It is well established that, after evidence against a suspect has been assembled, the decision of whether to prosecute-or to forgo prosecution-is wholly protected by absolute prosecutorial immunity. Spiegel, 121 F.3d at 257; Anderson, 472 F.3d at 475-76. This is so even if the prosecutor pursues a case "maliciously, unreasonably, without probable cause, or even on the basis of false testimony or evidence." Smith v. Power, 346 F.3d 740, 742 (7th Cir. 2003) (quoting Henry v. Farmer City State Bank, 808 F.2d 1228, 1238 (7th Cir. 1986)).
In professionally evaluating the evidence before him and deciding to go forward with the criminal case against Plaintiff, Canellis and others at the State's Attorney's Office were fulfilling their duties as prosecutors and advocates. Thus, for these actions, Canellis is protected from liability under § 1983. See Buckley, 509 U.S. at 274. Therefore, Count V of the Complaint is dismissed, and Counts I, III, and X are dismissed as to Defendant Canellis. Nonetheless, this dismissal is without prejudice. If Plaintiff so chooses, he may plead additional facts that show Canellis was acting as an investigator rather than a prosecutor at the time of his involvement with Plaintiff's criminal case. See id. at 274 n. 5 ("a determination of probable cause does not guarantee a prosecutor absolute immunity from liability for all actions taken afterwards").
B. Public Official Immunity and the State Law Claims
It is clear that Illinois law recognizes some form of prosecutorial immunity, though Illinois courts often analyze prosecutorial immunity under the rubric of "public official immunity." See Aboufariss, 713 N.E.2d at 812 (applying "public official immunity" to state law claims against an assistant state's attorney); People v. Patrick J. Gorman Consultants, Inc., 444 N.E.2d 776, 778-79 (Ill. App. Ct. 1982) (applying "public official immunity" to state law claims against the Illinois Attorney General and his assistants); contra White, 861 N.E.2d at 1088 (discussing "absolute prosecutorial immunity" in a case involving only state law claims against state's attorneys). Under Illinois public official immunity, officials are protected only for acts "performed within their official discretion." Aboufariss, 713 N.E.2d at 812 (citing Patrick J. Gorman, 444 N.E.2d at 779). The boundaries of "official discretion" under Illinois law are similar to the boundaries of "prosecutorial" conduct under federal law. Aboufariss, 713 N.E.2d at 812). Thus, federal case law defining the scope of absolute prosecutorial immunity is useful in the context of Illinois public official immunity insofar as it sheds light on the boundaries of a defendant's "official discretion." Id. (referencing a discussion of federal law in "conclud[ing] that [a defendant's] actions fell within the scope of traditional prosecutorial functions" for the purposes of public official immunity).

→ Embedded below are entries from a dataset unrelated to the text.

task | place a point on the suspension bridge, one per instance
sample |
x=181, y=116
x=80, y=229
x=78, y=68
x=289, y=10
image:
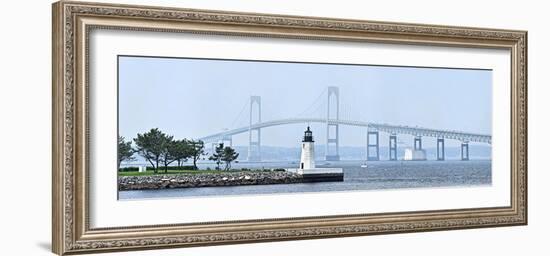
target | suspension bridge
x=333, y=120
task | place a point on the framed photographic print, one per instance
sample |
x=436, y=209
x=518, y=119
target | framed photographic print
x=241, y=127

However, though Illinois public official immunity is in some ways analogous to federal absolute immunity, the two are not coextensive. Under Illinois law, public official immunity is inapplicable if the state official acted with "malicious motives." Aboufariss, 804 N.E.2d at 812 (citing Hanzel Construction, Inc. v. Wehde & Southwick, Inc., 474 N.E.2d 38, 42 (Ill. App. Ct. 1985)); see also Horstman v. County of DuPage, 284 F. Supp. 2d 1125, 1133 (N.D. Ill. 2003) (finding it inappropriate to grant a prosecutor immunity from state law claims without a record of evidence indicating a lack of malice). This lack-of-malice requirement stands in sharp contrast to federal prosecutorial immunity, which applies even when prosecutors act "maliciously, unreasonably, without probable cause, or even on the basis of false testimony or evidence." Smith, 346 F.3d at 742 (quoting Henry, 808 F.2d at 1238). To complicate matters, it appears as though the Illinois courts have not been consistent in applying the lack-of-malice requirement to prosecutors. In a recent case involving only state law claims, the Illinois Court of Appeals decided a prosecutorial immunity issue without mentioning the lack-of-malice requirement; in so doing, the court cited federal case law almost exclusively. White, 861 N.E.2d at 1088-90; see also Weimann v. County of Kane, 502 N.E.2d 373, 377 (Ill App. Ct. 1986) (discussing prosecutorial immunity with regard to a state law claim without mentioning the lack-of-malice requirement). In an even more recent case, the United States District Court for the Southern District of Illinois interpreted White and other Illinois cases to signal that "the Supreme Court of Illinois would follow the Supreme Court of the United States and hold that absolute prosecutorial immunity extends to willful and malicious conduct." Barham v. McIntyre, No. 04 CV 4027, 2007 WL 1576484, at *8 (S.D. Ill. May 30, 2007).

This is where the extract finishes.